Blue and Mako sharks, the main types of sharks found in Britain are being killed on their routes across the Atlantic by 60-mile (96 kilometre) fishing lines armed with hooks used by Iberian fishing fleets.
As many as three to four million sharks are being killed annually by the longline fishing, the UK's Sunday Times reported recently.
Tourists and shark anglers in Cornwall in the UK's west used to catch thousands of sharks annually, and now only catch hundreds.
"We found that the sharks are congregating where warm and cool currents meet. These are highly productive areas that attract fish – and that attracts sharks too," David Sims, professor of marine ecology at the MBA, told the Sunday Times.

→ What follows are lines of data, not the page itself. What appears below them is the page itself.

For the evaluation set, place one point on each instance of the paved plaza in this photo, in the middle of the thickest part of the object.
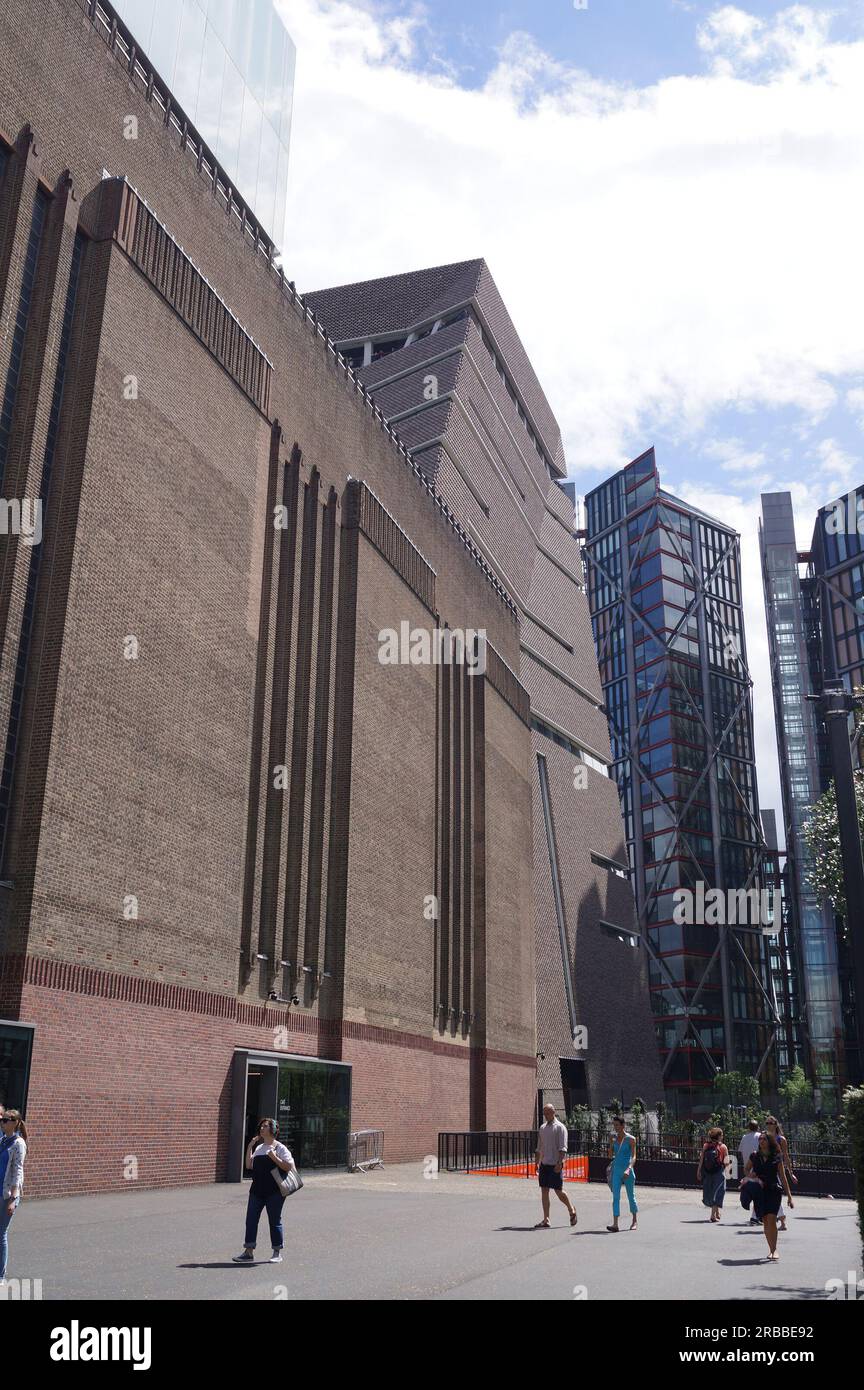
(395, 1235)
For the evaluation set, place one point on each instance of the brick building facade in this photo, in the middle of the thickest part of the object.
(216, 797)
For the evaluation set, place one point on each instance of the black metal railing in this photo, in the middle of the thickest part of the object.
(661, 1161)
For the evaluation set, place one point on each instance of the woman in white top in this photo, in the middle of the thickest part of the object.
(13, 1151)
(266, 1157)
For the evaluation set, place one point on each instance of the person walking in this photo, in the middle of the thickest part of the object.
(773, 1126)
(711, 1172)
(13, 1151)
(770, 1172)
(622, 1151)
(549, 1162)
(266, 1157)
(748, 1146)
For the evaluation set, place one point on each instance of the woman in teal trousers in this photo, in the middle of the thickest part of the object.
(622, 1172)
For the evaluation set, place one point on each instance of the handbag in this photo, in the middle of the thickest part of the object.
(288, 1183)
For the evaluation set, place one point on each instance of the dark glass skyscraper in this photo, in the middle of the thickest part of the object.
(664, 590)
(816, 635)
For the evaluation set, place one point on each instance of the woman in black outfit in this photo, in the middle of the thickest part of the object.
(767, 1169)
(266, 1157)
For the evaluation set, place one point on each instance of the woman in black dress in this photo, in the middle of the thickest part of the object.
(767, 1169)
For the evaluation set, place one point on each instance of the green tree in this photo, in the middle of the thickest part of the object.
(821, 834)
(796, 1094)
(738, 1089)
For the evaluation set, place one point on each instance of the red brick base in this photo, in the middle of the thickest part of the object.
(114, 1080)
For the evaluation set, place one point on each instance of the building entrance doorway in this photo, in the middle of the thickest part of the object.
(261, 1087)
(311, 1101)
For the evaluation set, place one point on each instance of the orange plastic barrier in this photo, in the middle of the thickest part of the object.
(575, 1169)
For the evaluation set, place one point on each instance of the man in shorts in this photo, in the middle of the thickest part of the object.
(549, 1158)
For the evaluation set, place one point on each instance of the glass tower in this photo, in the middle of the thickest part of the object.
(814, 605)
(664, 590)
(231, 67)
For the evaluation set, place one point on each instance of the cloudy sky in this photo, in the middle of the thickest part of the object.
(668, 195)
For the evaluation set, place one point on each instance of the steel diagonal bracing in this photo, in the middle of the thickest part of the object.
(678, 847)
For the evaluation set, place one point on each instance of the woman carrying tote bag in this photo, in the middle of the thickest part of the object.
(268, 1159)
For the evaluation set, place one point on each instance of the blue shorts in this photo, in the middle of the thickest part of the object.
(549, 1176)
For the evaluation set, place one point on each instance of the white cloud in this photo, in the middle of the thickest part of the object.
(792, 41)
(854, 401)
(664, 252)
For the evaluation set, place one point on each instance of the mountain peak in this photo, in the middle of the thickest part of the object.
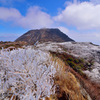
(44, 35)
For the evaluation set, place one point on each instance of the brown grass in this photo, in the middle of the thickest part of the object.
(67, 84)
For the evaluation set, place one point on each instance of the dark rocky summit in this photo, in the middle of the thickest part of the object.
(44, 35)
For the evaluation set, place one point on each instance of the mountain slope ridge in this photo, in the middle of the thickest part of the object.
(44, 35)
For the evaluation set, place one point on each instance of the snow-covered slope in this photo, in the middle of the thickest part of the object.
(85, 50)
(26, 73)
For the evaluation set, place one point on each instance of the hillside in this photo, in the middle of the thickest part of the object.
(51, 71)
(44, 35)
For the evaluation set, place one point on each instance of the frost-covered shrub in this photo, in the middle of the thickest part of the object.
(26, 74)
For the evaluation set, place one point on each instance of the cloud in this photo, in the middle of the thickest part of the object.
(83, 16)
(9, 14)
(9, 36)
(93, 37)
(34, 18)
(7, 2)
(95, 1)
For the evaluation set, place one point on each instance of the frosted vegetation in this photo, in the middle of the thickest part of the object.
(26, 74)
(85, 50)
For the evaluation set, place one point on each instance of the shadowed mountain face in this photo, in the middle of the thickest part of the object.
(44, 35)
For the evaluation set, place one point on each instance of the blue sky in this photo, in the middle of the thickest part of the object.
(79, 19)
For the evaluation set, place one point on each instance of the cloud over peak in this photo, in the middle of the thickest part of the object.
(83, 16)
(34, 18)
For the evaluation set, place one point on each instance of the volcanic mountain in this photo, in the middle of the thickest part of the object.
(44, 35)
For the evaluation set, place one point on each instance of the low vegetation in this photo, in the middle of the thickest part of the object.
(78, 64)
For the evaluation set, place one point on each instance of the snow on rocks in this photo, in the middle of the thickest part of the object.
(26, 73)
(85, 50)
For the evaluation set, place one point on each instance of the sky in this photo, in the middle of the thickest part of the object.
(79, 19)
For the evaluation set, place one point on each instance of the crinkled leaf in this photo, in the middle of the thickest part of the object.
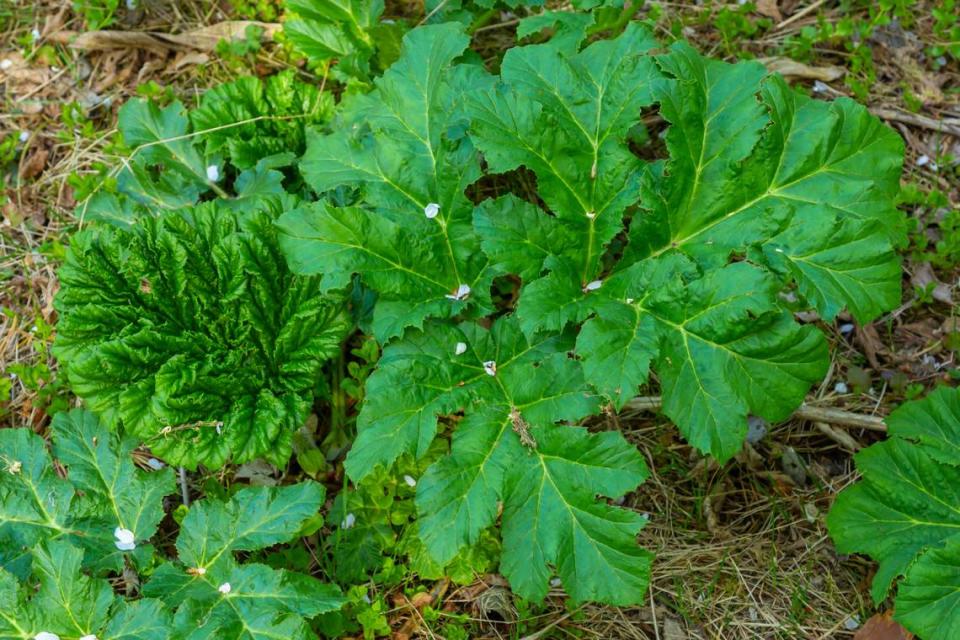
(191, 332)
(905, 513)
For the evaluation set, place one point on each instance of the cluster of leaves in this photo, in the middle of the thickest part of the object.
(189, 331)
(237, 138)
(904, 514)
(769, 202)
(62, 532)
(345, 35)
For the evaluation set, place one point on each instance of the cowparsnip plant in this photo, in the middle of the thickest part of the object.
(903, 513)
(689, 267)
(527, 268)
(60, 536)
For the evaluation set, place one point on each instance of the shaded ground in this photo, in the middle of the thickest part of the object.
(742, 551)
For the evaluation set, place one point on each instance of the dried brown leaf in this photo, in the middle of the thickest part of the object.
(883, 627)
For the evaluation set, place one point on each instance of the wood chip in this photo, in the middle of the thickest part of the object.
(203, 39)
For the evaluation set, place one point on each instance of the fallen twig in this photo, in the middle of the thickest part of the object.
(804, 412)
(945, 125)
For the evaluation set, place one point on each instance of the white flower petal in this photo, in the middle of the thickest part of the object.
(124, 535)
(462, 292)
(125, 539)
(593, 286)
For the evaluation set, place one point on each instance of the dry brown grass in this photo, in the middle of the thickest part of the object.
(742, 551)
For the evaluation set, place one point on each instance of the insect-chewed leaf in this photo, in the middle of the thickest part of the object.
(509, 446)
(904, 513)
(190, 331)
(403, 147)
(803, 189)
(566, 116)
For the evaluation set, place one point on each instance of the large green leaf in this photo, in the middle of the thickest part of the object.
(411, 238)
(70, 605)
(802, 189)
(508, 447)
(249, 119)
(216, 597)
(103, 492)
(190, 331)
(905, 513)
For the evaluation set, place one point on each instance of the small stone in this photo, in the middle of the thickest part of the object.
(462, 292)
(756, 429)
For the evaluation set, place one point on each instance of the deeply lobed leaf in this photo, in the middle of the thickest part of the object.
(904, 513)
(103, 491)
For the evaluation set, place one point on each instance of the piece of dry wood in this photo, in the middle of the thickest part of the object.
(944, 125)
(804, 412)
(792, 69)
(202, 39)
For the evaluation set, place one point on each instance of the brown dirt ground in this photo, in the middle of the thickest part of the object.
(742, 550)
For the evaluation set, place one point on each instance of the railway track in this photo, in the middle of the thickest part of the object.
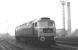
(8, 46)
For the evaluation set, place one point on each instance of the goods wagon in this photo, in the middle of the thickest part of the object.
(42, 30)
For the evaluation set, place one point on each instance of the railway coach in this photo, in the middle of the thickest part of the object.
(42, 30)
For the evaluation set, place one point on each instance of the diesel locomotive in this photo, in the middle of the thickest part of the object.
(42, 30)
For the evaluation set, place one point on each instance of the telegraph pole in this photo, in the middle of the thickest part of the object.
(69, 17)
(63, 7)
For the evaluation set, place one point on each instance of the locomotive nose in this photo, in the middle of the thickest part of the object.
(42, 39)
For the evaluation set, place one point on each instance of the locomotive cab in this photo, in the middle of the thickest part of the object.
(46, 29)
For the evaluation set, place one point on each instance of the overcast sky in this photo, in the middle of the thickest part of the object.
(16, 12)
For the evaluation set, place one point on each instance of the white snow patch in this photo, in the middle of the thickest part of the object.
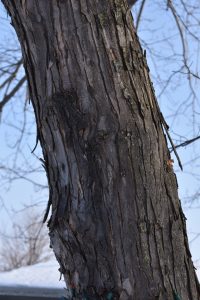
(39, 275)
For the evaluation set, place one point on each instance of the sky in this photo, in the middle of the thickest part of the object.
(16, 194)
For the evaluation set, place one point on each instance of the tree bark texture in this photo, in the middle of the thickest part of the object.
(116, 225)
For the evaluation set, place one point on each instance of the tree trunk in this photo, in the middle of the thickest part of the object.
(116, 227)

Fishing vessels also find themselves in these waters, where overfishing poses a problem to vulnerable species of fish.
At the rate in which these vessels fish, fish populations do not have enough time to breed, Sims said.
"The basic problem is not really one of Spanish and Portuguese fleets 'stealing' sharks from the UK: it's that the European Union still doesn't have a management plan for sharks," Alex Bartoli of the Shark Alliance told The Local.
"Fleets fish for tuna and swordfish in these areas and sharks are a secondary capture. But there are no limits on the number of sharks captured or on the size of the fish that can be taken," he explained
The Shark Alliance, a group of non-governmental organizations, has repeatedly called for closer regulation of shark fishing in the EU in a bid to protect the animals.